In fact, it is actually more powerful due to the fact that there is zero maintenance required on digital property. Network upgrades take place outside of the holder’s jurisdiction. Some may argue that transaction fees can begin to carry and reflect this effect. Perhaps but if you are not moving assets around it is not going to injure your pocket. Property investors usually hold onto a good property indefinitely, as it is a good income source, as well as an investment.

The Dual Role Of Property Investment

When investing, the role and purpose of property are to own an asset that increases in value over time, while simultaneously providing the owner an ongoing monthly income. As previously mentioned, BTC is actually capable of achieving a similar outcome. However, a thorough investigation will actually reveal that BTC outshines property, making it more attractive as an asset class.

Sure, there will always be the homeowners who actually purchase property to live in but one has to consider that typical property investors may begin diversifying into BTC and other digital assets.

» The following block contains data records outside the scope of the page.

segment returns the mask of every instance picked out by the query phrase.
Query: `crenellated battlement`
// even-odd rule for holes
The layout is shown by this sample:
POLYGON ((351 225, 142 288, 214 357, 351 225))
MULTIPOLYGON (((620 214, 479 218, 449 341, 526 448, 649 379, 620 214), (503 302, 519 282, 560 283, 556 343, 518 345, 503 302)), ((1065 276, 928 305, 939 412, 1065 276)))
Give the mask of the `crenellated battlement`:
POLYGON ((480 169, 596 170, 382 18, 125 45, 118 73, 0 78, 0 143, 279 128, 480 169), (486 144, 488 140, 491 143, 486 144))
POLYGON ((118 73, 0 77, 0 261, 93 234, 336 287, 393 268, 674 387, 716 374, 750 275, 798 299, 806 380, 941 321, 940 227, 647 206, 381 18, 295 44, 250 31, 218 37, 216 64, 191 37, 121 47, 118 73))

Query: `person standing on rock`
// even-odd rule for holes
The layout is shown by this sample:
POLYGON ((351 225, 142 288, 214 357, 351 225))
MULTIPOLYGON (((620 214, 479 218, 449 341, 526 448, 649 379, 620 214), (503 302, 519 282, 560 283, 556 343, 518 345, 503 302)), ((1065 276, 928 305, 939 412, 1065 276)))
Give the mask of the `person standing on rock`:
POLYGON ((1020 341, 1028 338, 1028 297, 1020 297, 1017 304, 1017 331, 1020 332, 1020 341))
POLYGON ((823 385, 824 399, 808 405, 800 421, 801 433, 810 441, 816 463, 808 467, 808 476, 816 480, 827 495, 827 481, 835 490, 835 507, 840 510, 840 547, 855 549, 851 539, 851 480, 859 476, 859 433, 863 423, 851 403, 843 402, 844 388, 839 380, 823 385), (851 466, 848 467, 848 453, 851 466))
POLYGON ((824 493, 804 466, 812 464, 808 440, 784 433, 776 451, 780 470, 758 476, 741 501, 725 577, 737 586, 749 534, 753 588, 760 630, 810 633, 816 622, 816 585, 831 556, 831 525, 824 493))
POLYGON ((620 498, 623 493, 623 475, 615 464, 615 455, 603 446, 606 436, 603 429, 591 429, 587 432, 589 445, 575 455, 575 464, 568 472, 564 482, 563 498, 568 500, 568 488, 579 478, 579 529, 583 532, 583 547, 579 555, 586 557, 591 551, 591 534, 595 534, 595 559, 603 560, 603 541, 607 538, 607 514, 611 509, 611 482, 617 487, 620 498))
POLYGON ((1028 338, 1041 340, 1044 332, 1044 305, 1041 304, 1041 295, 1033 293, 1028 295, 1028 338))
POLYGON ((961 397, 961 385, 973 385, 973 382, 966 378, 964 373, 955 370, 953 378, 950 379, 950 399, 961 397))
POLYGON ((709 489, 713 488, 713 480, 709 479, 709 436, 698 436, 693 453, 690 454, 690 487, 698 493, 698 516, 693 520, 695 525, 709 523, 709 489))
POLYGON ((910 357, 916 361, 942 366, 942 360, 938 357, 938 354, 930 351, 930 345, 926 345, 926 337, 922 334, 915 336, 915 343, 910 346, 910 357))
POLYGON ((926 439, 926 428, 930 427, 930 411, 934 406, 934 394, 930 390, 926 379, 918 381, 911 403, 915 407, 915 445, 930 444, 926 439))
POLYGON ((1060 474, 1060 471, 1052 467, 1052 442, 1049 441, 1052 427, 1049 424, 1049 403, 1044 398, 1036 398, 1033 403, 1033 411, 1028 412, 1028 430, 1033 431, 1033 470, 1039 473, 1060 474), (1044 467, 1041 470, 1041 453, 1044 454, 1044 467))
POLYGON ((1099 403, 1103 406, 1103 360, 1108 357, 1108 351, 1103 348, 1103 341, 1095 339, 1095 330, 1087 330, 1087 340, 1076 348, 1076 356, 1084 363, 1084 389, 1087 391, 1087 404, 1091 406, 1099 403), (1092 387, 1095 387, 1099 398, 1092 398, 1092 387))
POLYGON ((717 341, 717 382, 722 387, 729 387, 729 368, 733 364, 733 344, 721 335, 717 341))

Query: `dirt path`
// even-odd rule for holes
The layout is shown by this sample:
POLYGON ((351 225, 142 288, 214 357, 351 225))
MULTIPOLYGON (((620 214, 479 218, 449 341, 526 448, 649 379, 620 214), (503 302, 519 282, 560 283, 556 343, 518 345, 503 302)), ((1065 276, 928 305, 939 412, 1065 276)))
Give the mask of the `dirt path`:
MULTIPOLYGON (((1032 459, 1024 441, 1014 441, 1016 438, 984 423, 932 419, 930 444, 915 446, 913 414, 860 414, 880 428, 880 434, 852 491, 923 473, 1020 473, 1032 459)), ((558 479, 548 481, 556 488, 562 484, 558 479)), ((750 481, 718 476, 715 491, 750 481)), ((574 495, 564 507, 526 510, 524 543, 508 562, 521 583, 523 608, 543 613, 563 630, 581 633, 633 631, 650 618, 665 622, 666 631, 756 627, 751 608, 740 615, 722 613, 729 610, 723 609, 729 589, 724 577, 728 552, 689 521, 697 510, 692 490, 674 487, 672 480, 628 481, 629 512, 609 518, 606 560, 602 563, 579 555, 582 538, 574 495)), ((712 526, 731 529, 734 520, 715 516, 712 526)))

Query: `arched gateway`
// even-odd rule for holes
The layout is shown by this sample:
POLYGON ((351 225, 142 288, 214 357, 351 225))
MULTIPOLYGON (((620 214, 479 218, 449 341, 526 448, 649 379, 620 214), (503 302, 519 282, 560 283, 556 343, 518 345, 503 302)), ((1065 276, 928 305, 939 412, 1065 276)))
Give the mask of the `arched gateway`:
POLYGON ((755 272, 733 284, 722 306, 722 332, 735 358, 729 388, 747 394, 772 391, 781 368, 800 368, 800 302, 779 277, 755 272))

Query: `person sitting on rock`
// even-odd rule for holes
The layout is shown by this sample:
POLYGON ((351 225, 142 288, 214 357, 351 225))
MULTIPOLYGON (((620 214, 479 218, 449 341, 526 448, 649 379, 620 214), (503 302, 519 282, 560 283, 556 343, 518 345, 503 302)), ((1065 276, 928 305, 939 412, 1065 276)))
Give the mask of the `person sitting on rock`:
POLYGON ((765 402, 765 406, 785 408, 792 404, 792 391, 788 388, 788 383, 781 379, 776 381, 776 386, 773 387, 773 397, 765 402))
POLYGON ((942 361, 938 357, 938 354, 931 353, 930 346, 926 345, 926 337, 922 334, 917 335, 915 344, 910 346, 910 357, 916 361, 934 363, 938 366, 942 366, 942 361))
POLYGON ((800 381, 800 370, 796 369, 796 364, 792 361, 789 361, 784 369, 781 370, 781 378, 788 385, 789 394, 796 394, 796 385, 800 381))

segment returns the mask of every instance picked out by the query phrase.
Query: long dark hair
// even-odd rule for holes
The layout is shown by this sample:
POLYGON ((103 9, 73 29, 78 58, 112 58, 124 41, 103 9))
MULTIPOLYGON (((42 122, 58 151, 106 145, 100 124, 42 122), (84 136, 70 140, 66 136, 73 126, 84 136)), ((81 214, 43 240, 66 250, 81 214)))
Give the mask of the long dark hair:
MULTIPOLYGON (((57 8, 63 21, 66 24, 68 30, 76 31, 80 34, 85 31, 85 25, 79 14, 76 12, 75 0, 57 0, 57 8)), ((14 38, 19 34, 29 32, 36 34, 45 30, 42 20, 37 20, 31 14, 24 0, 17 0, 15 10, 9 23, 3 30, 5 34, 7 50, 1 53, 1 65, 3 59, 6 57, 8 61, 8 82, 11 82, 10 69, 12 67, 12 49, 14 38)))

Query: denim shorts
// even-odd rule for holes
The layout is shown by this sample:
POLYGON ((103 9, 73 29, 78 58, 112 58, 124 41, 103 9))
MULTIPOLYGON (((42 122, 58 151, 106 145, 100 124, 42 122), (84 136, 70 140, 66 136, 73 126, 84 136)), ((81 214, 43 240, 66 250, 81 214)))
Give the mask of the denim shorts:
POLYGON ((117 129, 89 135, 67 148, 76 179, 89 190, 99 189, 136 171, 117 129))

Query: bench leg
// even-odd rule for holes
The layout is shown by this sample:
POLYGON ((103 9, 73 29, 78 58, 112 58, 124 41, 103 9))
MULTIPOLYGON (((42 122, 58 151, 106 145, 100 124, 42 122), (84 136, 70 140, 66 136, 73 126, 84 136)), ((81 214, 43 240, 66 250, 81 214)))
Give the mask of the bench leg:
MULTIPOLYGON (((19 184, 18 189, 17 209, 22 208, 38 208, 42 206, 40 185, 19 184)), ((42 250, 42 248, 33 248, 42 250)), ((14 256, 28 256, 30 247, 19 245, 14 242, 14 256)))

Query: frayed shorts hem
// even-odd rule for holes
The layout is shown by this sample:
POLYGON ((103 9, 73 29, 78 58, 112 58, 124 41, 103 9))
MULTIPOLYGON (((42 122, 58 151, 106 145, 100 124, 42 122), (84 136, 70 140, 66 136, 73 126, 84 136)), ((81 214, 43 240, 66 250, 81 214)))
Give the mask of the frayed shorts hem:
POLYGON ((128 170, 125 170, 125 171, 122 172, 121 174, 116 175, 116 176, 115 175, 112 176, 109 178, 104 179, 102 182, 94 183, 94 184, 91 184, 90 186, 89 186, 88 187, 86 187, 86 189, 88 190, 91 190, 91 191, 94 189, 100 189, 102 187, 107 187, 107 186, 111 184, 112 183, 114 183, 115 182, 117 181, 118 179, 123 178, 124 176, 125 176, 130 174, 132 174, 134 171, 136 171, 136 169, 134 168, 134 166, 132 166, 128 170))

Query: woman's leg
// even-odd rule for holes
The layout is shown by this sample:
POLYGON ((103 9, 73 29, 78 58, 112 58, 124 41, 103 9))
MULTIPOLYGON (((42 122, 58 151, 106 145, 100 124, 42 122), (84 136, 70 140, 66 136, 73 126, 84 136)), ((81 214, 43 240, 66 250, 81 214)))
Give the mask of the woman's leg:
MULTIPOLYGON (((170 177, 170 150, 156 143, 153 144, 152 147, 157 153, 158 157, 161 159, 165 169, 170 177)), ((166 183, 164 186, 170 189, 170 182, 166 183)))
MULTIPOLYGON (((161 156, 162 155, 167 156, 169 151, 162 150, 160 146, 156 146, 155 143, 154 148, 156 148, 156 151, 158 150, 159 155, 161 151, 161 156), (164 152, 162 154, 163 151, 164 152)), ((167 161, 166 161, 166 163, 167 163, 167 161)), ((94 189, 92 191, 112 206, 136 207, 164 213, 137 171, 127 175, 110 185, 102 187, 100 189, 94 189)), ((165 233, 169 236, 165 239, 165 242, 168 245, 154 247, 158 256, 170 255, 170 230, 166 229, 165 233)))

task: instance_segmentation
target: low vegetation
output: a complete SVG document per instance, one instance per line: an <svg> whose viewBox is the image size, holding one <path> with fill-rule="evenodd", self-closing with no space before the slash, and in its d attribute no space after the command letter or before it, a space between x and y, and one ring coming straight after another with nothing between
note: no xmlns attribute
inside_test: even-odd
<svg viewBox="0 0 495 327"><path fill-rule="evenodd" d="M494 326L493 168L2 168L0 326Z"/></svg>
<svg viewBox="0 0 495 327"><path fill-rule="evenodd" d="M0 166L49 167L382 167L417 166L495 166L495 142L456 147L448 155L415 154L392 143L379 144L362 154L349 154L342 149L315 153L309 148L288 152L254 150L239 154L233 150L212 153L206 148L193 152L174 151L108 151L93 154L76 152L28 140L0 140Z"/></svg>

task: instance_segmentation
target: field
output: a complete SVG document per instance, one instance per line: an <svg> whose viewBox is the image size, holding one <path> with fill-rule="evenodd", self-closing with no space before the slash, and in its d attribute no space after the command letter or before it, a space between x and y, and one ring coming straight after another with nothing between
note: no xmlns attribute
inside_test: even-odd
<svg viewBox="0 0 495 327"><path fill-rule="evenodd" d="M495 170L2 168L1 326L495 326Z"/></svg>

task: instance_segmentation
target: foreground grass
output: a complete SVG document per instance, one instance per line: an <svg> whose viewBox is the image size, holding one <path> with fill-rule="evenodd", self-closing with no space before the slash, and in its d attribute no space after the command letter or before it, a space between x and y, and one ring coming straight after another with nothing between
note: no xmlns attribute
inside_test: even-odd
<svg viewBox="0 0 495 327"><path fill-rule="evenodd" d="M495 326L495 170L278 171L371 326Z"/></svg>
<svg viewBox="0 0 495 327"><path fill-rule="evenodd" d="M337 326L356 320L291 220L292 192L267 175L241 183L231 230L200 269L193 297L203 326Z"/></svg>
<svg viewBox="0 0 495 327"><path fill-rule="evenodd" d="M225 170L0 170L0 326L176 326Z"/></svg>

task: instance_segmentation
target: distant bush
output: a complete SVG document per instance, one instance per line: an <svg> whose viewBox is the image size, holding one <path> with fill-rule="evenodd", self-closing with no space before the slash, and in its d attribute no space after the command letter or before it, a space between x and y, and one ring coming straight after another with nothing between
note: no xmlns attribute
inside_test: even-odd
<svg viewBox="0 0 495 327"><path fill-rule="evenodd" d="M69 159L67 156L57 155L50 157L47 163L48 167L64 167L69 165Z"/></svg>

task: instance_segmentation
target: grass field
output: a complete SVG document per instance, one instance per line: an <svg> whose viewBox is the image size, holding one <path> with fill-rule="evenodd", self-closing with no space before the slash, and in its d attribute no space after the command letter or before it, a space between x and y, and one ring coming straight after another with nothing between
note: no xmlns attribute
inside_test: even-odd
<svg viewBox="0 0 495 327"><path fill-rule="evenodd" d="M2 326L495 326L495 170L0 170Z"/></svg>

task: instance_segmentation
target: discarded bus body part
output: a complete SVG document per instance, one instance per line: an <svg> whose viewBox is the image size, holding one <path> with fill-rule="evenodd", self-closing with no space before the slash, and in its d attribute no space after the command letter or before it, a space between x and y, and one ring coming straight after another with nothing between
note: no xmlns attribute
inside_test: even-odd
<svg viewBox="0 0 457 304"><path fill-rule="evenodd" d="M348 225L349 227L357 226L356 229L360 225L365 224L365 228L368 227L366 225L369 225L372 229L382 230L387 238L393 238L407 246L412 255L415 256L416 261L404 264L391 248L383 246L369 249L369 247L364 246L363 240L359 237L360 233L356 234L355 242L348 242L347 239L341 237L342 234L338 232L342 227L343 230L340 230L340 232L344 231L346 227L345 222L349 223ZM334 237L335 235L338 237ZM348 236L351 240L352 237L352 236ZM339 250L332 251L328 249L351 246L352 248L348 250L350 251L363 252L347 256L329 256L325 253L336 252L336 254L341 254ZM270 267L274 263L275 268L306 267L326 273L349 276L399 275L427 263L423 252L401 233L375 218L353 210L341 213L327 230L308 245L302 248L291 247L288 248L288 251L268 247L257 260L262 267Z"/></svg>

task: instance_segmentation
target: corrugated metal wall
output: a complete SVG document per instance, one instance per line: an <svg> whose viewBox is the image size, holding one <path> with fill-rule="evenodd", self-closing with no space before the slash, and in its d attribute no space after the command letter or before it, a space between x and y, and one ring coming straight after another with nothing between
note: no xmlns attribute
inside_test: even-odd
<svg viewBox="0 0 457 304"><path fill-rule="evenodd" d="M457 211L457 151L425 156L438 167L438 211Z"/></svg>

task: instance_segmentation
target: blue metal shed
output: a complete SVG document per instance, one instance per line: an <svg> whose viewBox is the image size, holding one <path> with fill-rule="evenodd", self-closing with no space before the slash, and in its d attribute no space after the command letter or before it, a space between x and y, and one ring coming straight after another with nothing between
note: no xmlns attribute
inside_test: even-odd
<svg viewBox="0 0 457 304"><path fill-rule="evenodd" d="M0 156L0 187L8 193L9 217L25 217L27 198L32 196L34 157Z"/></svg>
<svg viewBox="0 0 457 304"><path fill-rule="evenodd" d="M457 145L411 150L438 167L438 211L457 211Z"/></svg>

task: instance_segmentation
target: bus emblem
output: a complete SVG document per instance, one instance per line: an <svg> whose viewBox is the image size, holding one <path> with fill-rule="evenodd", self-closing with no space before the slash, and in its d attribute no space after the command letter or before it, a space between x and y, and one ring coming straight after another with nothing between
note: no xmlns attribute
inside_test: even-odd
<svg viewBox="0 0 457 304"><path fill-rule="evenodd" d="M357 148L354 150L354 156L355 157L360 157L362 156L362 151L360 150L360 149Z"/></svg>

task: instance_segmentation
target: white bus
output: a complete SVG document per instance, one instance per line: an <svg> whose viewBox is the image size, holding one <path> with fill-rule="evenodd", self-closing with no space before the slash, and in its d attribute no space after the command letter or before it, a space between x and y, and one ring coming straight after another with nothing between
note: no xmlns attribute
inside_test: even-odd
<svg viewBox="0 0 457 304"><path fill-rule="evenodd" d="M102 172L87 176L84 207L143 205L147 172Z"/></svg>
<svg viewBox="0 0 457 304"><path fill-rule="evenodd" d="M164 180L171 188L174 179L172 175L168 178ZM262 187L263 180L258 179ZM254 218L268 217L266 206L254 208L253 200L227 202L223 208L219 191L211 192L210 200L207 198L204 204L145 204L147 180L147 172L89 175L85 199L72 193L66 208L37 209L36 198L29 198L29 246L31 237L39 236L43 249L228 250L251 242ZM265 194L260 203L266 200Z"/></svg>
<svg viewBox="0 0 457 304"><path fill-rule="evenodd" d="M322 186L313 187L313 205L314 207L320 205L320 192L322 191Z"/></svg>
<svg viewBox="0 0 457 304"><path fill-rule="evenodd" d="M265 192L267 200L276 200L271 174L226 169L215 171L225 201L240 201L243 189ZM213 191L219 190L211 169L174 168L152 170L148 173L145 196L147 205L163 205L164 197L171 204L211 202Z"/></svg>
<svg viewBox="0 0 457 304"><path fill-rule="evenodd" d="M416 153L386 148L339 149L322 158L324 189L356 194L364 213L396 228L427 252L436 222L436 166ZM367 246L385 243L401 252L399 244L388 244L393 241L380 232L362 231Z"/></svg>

A Transition In Property Investment

I would not be surprised if many players on Upland and other similarly styled property NFT games are actually conventional property investors. With shrinking margins in real estate, compounded by tenant issues, the metaverse may become increasingly more popular. Many people reading this may not necessarily agree but it all depends on where you are in the world. As mentioned earlier, property investment for living purposes still makes reasonable sense. However, as a business model, it ranks fairly low in terms of margins.

The world of digital assets and tokenization is just getting started. Take Upland, for instance, a guaranteed 17% is quite attractive. However, these platforms are still new and are busy building trust and reputation amongst investors. It is therefore quite unlikely that “property” sized investments will be attracted to these platforms just yet. There will however be a growing demand right alongside an ever-increasing capital allocation.


What is however clear is that investors will begin diversifying their investments into BTC and other NFT “property” typed investments. This may begin slowly but it will definitely be on the rise, especially as the investment-grade NFT and metaverse options begin to shine amongst the fading hype. One needs to try and discern early on which opportunities are going to succeed well into the future. This is where good old-fashioned research comes into the picture.

OVRLand is one such platform I am currently looking at. The market cap is only $61 million with a healthy daily volume of approximately 10% of that, which is quite significant. I do not currently hold any OVR but I will most likely begin building a position soon!